BAĞIŞLARLA FİNANSE EDİLMEYE ÇALIŞILIYOR
Av. Cengiz açıklamalarına şöyle devam etti:
“Bağış toplayarak finanse edilmeye çalışılan bu sözde “mahkeme”, Çin yetkililerinin de açıkladığı gibi, “yalan üretme mekanizması”dır. Uluslararası antlaşmalar ve uluslararası yargı kararlarına göre, “soykırım” iddiaları konusunda karar verme yetkisi, olayın yaşandığı iddia edilen ülke mahkemesine ve anlaşmaya taraf ülkelerin bağlı olduğu Uluslararası Ceza
Mahkemesine aittir. “Dernek” kurar gibi oluşturan “Uygur Özel Mahkemesi” gibi
yasadışı bir örgüte değil. Kaldı ki, Çin Halk Cumhuriyeti Anayasası’nın 4. maddesinde; “Çin Halk Cumhuriyeti’ndeki tüm etnik gruplar eşittir. Devlet, tüm etnik azınlıkların meşru hak
ve menfaatlerini korur ve tüm etnik gruplar arasında eşitlik, dayanışma ve karşılıklı yardım ilişkilerini güvence altına alır ve geliştirir” deniliyor. 36. maddede de, her vatandaşın dini inanç özgürlüğüne sahip olduğu ve kanun karşısında eşit oldukları vurgulanıyor. Devlet, 55 azınlık etnik grubunun tamamının Ulusal Halk Kongresi’nde temsilcilerinin bulunmasını ve çok küçük bir nüfusa sahip herhangi bir etnik grup için en az bir temsilcinin bulunmasını sağlamaktadır.”

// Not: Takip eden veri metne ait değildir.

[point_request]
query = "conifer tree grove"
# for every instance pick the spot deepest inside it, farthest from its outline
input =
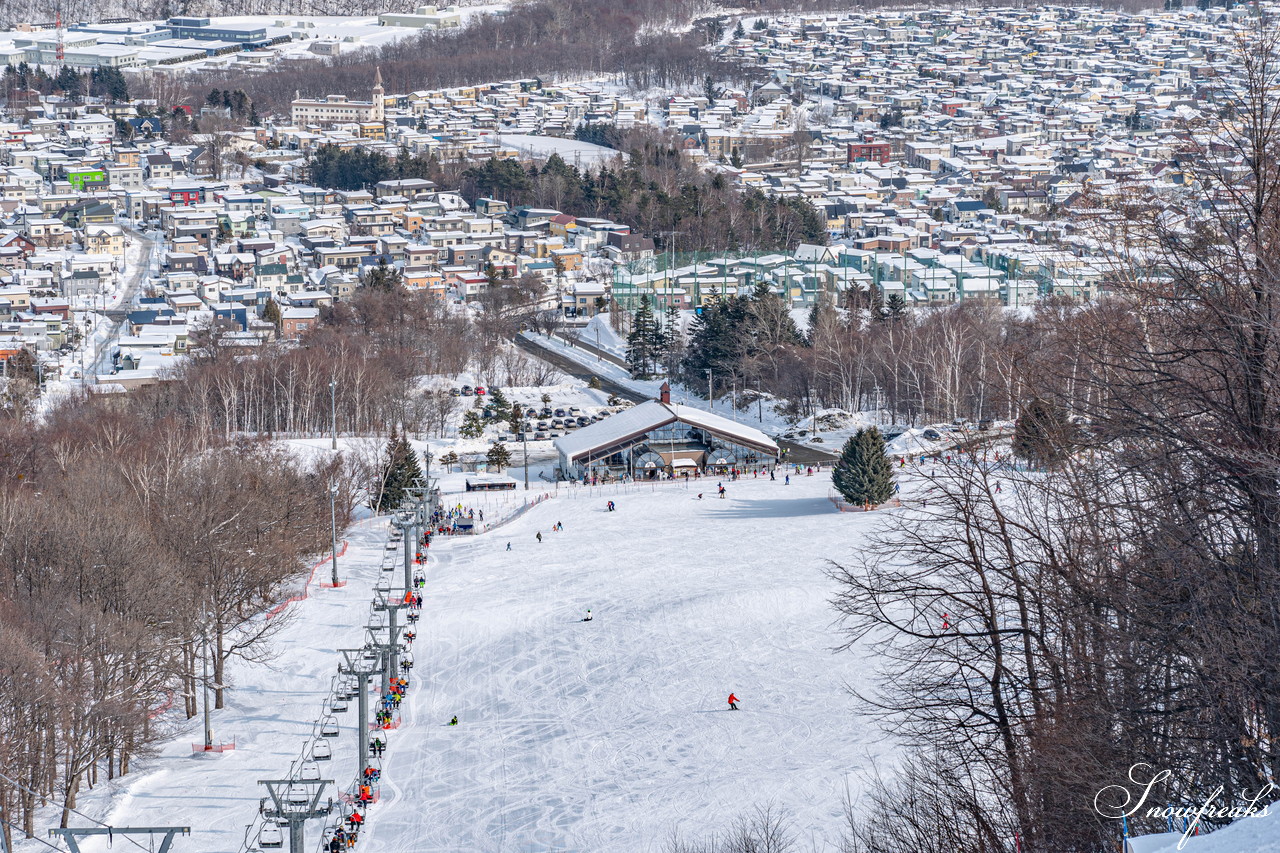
(864, 473)
(402, 468)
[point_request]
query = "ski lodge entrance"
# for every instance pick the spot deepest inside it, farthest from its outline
(659, 436)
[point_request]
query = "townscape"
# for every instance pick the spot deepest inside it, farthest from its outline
(414, 424)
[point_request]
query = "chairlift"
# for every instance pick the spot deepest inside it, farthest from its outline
(270, 836)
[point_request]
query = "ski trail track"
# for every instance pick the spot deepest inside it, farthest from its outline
(606, 735)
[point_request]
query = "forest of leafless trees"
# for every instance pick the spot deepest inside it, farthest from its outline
(1040, 633)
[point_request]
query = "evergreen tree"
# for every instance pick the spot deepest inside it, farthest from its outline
(895, 308)
(472, 427)
(383, 277)
(498, 457)
(398, 474)
(641, 343)
(272, 313)
(1043, 433)
(864, 474)
(498, 400)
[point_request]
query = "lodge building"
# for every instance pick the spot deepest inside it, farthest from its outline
(659, 436)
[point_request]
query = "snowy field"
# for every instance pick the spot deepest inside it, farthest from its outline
(572, 735)
(575, 153)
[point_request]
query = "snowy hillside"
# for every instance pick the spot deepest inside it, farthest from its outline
(600, 735)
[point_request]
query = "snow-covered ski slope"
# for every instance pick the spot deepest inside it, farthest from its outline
(600, 735)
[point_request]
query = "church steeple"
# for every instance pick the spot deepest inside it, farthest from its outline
(379, 105)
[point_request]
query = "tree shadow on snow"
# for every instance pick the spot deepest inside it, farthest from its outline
(772, 507)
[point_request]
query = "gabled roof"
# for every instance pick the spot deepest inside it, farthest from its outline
(638, 420)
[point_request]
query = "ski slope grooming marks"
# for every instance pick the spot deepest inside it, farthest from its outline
(606, 735)
(571, 735)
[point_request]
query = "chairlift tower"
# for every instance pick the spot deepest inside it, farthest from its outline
(296, 801)
(391, 602)
(405, 523)
(73, 833)
(353, 662)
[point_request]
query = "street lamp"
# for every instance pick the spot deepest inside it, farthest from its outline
(333, 411)
(333, 525)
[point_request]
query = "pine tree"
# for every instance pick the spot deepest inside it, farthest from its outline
(272, 313)
(1043, 433)
(498, 400)
(864, 474)
(398, 474)
(498, 457)
(641, 351)
(471, 424)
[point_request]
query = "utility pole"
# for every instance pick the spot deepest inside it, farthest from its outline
(204, 657)
(296, 801)
(333, 411)
(353, 662)
(333, 527)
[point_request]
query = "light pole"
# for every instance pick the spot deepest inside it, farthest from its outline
(333, 411)
(333, 525)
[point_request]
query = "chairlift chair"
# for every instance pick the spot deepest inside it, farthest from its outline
(270, 836)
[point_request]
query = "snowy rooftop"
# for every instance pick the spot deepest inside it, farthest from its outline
(650, 415)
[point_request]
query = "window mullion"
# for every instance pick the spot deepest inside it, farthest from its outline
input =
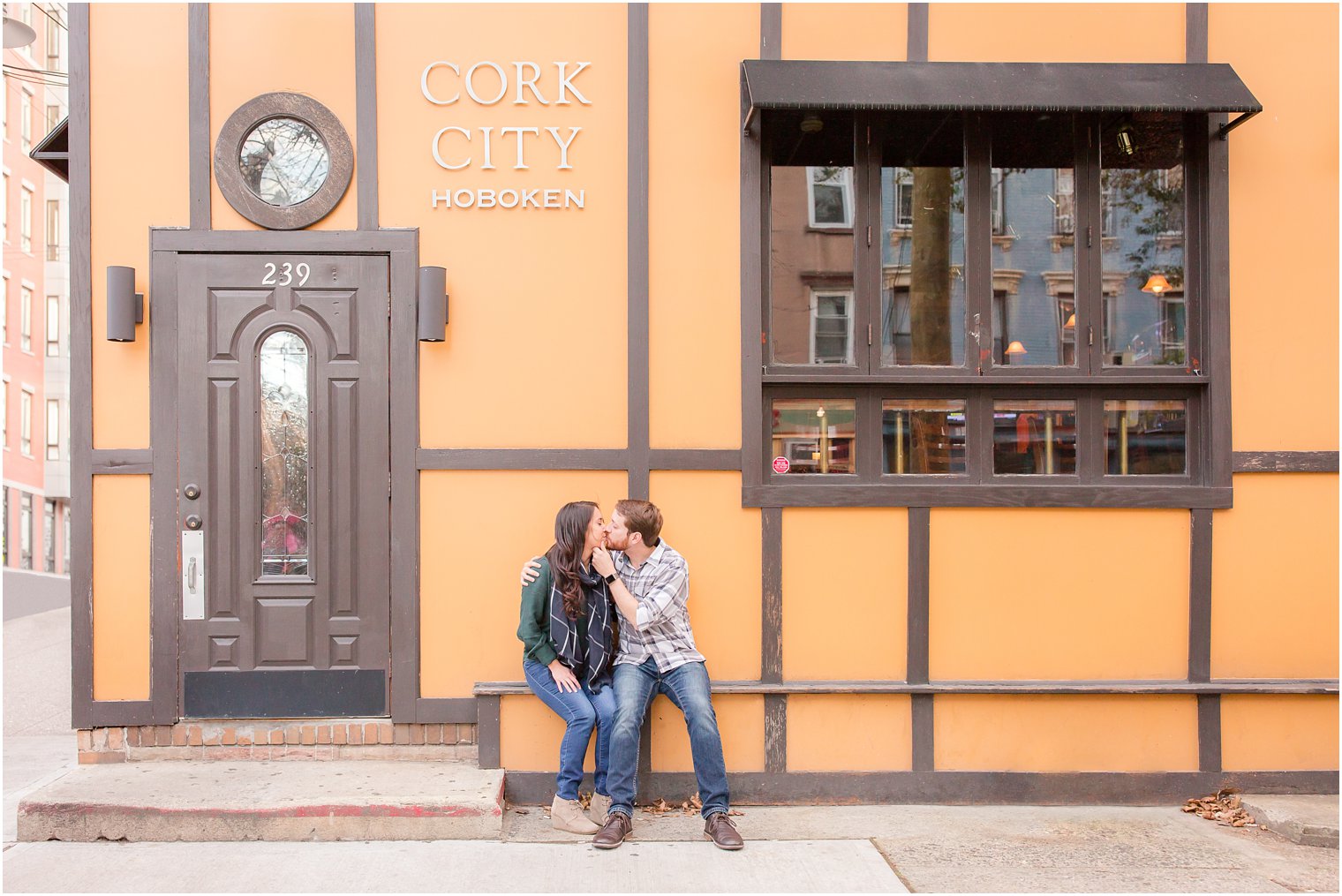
(1089, 247)
(978, 248)
(866, 281)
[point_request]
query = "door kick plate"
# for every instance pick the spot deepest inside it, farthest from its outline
(192, 576)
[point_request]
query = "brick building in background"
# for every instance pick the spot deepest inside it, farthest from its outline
(35, 305)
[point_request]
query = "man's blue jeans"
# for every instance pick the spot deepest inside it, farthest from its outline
(688, 687)
(583, 712)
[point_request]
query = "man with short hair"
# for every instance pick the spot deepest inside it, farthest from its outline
(650, 584)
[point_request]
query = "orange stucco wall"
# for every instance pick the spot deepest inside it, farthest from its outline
(854, 31)
(137, 180)
(121, 588)
(549, 284)
(536, 357)
(1283, 224)
(301, 47)
(1288, 731)
(844, 593)
(1059, 594)
(1065, 733)
(849, 733)
(1055, 33)
(1275, 578)
(477, 529)
(694, 234)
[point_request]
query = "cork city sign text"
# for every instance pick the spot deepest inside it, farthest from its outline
(514, 147)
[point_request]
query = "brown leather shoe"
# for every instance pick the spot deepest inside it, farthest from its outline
(617, 826)
(720, 829)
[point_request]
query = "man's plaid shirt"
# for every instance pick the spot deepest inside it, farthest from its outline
(662, 589)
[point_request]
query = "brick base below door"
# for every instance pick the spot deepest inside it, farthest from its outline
(239, 739)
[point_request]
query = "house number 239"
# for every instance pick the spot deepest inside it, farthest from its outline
(285, 273)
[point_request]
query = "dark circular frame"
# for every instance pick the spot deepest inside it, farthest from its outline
(230, 176)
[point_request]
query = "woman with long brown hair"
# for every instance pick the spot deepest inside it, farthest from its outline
(568, 637)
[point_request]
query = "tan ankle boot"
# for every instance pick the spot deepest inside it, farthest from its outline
(599, 809)
(567, 815)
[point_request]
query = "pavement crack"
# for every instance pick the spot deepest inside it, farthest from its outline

‘TERÖRLE MÜCADELE HEDEFTE’
“Soykırım” yalanlarının dayanağının, Türkiye’nin “PKK terörü”ne karşı verdiği
mücadele olduğu gibi, Çin’in de yine ABD destekli Türkistan İslam Partisi’ne karşı
verdiği mücadele olduğunu kaydeden Av. Cengiz, şöyle devam etti:
“Bu terör örgütü, 19902016 yılları arasında, Uygur Özerk Bölgesi’nde binlerce terör eylemi düzenledi. Çok sayıda kişi öldü, binlerce kişi yaralandı. Çin Devleti’nin resmi raporlarına göre; 2014 yılından bu yana toplam 1588 terör grubu saptandı, 12995 terörist tutuklandı ve 2052 silah ele geçirildi. Alınan ve “soykırım” olarak nitelenen bu sıkı güvenlik önlemleri sonucunda, teröristlerin sızması etkin bir şekilde engellendi. Kamu güvenliği sağlandı.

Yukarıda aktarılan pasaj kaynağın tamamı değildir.